NOTE : Don't use the data inside fruits-360-original-size
. This a new version that is not yet completed by the author.
Project Description:
Description | Link |
---|---|
Notebook | Explanatory notebook with EDA and Training of XCeption Model |
Second Notebook | Explanatory notebook with Traning and tunning of VGA16 Model |
Third Notebook | Notebook TF to TFLite Conversion |
DockerFile | dockerfile |
XCeption Deployed Model | Tflite Xception |
Lambda Function | Lambda function |
test.py | To test a fruit prediction |
Project Structure:
ML_Zoomcamp-Capstone-Project/ # Main Folder
├── data # directory where the data should be placed
│ ├── fruits-360 # data directory
│ │ ├── papers
│ │ ├── preview
│ │ ├── Test
│ │ ├── test-multiple_fruits
│ │ └── Training
│ └── fruits-360-original-size # alternative dataset still in works (do not use)
├── img # images for readme
│ ├── deployment # images of deployment
│ ├── notebooks # images from the notebook
│ └── test_own_fruits #url images of fruits that can be tested
├── models # models tflite and .h5
└── __pycache__
In my project I decided to use two CNN architectures: VGG16 and XCeption, both are considered quite good for image classification tasks, and should make the task of classifying tons of fruit images duable.
VGG16:
XCeption:
Model | Train | Validation | Test |
---|---|---|---|
XCeption Vanila | 99.60% | 94.48 % | 90.45% |
Tuned XCeption | 99.07% | 96.41% | 92.94% |
VGG16 Vanila | 99.60% | 96.50% | 91.99% |
VGG16 Tuned | 99.46 | 97.33% | 95.53% |
Model chosen for deployment: XCeption In this case I choose XCeption because, even though VGG16 was obtaining a higher accuracy, it failed to generalize to images outside the main dataset, this should be further optimized.

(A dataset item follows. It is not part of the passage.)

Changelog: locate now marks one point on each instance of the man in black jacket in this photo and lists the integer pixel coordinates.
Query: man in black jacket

The model was deployed using TFLite, You can see the output for the image I prepared like this:
Python version: Python 3.8
🐍
Versions/requirements used inside the virtual environment:
keras-image-helper
tflite-aws-lambda
Before running this dockerbuild, please verify you got docker daemon running.
$ sudo systemctl start docker
OR:
$ sudo /etc/init.d/docker start
For arch based systems:
$ systemctl start docker.service
To build the docker image I prepared from this project, move inside the main directory, and run the following command :
$ docker build -t fruits-model .
Now run the docker build mapping the port 8080 to your host computer.
docker run -it --rm -p 8080:8080 fruits-model
You should see:
Inside another terminal session, run the following command inside the main folder of the project:
python test.py
You should see(This really long input):
This is the output for the image I prepared, we can see that is indeed a 🍌
This image for testing I downloaded from Google ( it's not from the dataset), you can try your own images too, just change the data = {'url': 'https://i.imgur.com/Wj4Lajm.png'}
Inside test.py
for the image url of your choice.
The repository was created with the following command:
aws ecr create-repository --repository-name fruits-tflite-images
Output:
Pushing the docker image to the cloud:
Testing the aws lambda function:
In this fruits project, I used AWS Lambda to deploy my docker container to the cloud , I followed the steps described in zoomcamp week 9 from Alexey Grigorev . To run this easily , you should simply uncomment the following lines from test.py
#url = 'http://localhost:8080/2015-03-31/functions/function/invocations'
url= "https://w832b3ab81.execute-api.us-east-1.amazonaws.com/Test/predict"
Now, simply run
python test.py
Inside the main Folder, you should see the following output:
[1] https://github.com/alexeygrigorev/mlbookcamp-code "Alexey Grigorev"
[2] Chollet, F. (2021). Deep learning with Python. Simon and Schuster.